[時事寸語]= 短時間で処理された命

[時事寸語]= 短時間で処理された命

 北総線・印西牧の原駅。午後三時、女性が特急に跳ねられ、即死。列車は現場に十分停車し、午後三時四十分には運行再開。遅れは十五分。ニュースはそう伝えた。死の報は、まるで天気と同じ温度で告げられる。警察は「自殺とみて調べている」と言い、鉄道会社は「お客様にご迷惑をおかけしました」と頭を下げる。死者の名も年齢も伝えられず、ただ「遅延十五分」「影響二万人」という数字だけが残る。命はここでも処理の対象であり、再開のための障害でしかない▼「運行再開」「現場検証終了」「安全確認」。
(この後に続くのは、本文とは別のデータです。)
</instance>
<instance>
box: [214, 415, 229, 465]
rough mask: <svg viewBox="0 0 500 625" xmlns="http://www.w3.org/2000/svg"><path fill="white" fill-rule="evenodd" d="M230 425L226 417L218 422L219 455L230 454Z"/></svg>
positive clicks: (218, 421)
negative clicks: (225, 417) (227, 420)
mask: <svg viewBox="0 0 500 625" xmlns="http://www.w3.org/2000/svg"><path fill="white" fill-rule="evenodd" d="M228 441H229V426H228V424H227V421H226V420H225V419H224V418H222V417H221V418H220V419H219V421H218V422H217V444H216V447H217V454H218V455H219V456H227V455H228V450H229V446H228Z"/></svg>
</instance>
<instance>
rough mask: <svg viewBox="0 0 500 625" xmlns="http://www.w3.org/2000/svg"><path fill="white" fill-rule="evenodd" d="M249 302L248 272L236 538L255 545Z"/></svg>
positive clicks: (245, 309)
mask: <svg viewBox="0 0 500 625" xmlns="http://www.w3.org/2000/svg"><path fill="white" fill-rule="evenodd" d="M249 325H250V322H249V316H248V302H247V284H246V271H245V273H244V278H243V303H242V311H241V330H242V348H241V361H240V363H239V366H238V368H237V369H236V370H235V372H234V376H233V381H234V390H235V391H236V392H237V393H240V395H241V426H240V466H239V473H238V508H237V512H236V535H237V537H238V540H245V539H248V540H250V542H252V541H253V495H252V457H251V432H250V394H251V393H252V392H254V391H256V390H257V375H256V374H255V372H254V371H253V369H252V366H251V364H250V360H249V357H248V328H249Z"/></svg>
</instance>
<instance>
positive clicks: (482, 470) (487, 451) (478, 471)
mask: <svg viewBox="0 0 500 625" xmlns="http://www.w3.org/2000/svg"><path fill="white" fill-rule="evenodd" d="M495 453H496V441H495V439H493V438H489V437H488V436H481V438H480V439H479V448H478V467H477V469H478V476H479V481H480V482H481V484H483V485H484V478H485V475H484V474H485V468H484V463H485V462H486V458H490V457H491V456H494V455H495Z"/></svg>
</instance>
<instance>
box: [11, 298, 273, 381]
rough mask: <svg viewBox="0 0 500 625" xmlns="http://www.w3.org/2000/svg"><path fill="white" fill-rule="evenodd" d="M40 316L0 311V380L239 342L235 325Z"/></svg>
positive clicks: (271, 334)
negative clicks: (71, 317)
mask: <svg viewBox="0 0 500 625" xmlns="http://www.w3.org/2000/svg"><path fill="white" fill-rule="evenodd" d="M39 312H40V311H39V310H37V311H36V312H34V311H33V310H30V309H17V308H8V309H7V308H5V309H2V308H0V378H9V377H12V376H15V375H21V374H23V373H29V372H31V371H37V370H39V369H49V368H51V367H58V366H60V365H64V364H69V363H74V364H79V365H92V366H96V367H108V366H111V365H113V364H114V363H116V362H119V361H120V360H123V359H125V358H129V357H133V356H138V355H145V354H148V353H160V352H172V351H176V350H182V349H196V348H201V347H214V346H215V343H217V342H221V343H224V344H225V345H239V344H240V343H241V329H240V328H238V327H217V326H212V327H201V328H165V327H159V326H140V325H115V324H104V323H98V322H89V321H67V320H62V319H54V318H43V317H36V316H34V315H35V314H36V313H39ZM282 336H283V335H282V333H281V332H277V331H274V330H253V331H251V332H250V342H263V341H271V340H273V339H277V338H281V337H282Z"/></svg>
言葉の一つ一つは正しい。だが、その正しさの中に、何か大切なものが確実に失われている。女性が飛び込んでから、現場が整うまでのわずか数十分。その間に人は死に、肉体が運ばれ、線路が洗われ、運転士の聴取が終わり、警察が「自殺とみて」と書き、再び列車が走り出す。まるで生産ラインのようだ。事故対応マニュアルに従って、命の痕跡は迅速に片付けられる。人が死んでも、社会は止まらない。止めてはいけないことになっているからだ▼運転再開を知らせるアナウンスは、どこか誇らしげですらある。「ご協力ありがとうございました」。まるで災害を克服したかのような口調で、死が克服される。鉄道の正確さは、この国の誇りであり、同時に呪いでもある。一本の列車の遅れが、何万人の生活に影響を与えることは確かだ。だが、その「影響」の中に、死者は含まれていない。数字にならない命は、存在しないものとして扱われる▼昨年の京成線では、踏切で男性がはねられ、即死した。停車時間は十三分、遅延二十二分。最短記録として報じられた。まるで「迅速な対応」として評価するような文調だった。救急や警察の動きが早いことは、もちろん悪いことではない。だが、「早く終わった」ことを誇る空気が、どこかおかしい。人が死んだ場所を、いかに早く「日常」に戻せるか。その速さが、鉄道会社の信頼であり、社会の秩序の証とされる。そこに宿るのは、冷静さではなく、冷たさだ▼もし「遅延二時間」になれば、ニュースは「対応の遅れ」と批判し、SNSでは怒りが溢れる。「迷惑だ」「早く再開しろ」「また自殺か」。だが、人が死んだ。それは単なる「遅延原因」ではなく、社会が抱える痛みの表現ではないか。貧困、孤独、絶望、疲労。誰も見ようとしないそれらが、線路の上でようやく姿を現したとき、我々はまず「何分遅れたか」を数える。死の意味より、時刻表のほうが重い国になってしまった▼鉄道は再び走り出す。血の跡は洗われ、現場は清掃され、運転士は報告書を書き、次の列車が滑り込む。その早さこそが「安全」と呼ばれる。だが、その「安全」は誰のためのものか。亡くなった人の存在を社会から消し去ることが、安全なのか。運行第一の原則は、いつの間にか「命は二次的」という哲学を孕んでいる▼この国では、死ぬことよりも、電車を止めることのほうが罪深い。ニュースの語り口がそう教えている。十五分で片付けられた命、二時間で忘れられる死。だが、本当に止めるべきだったのは、電車ではなく、この社会の速度そのものではないのか。走り続ける列車の音が、まるで鎮魂の鐘のように響く。誰もそれに気づかないまま、今日も定刻どおりに暮らしている。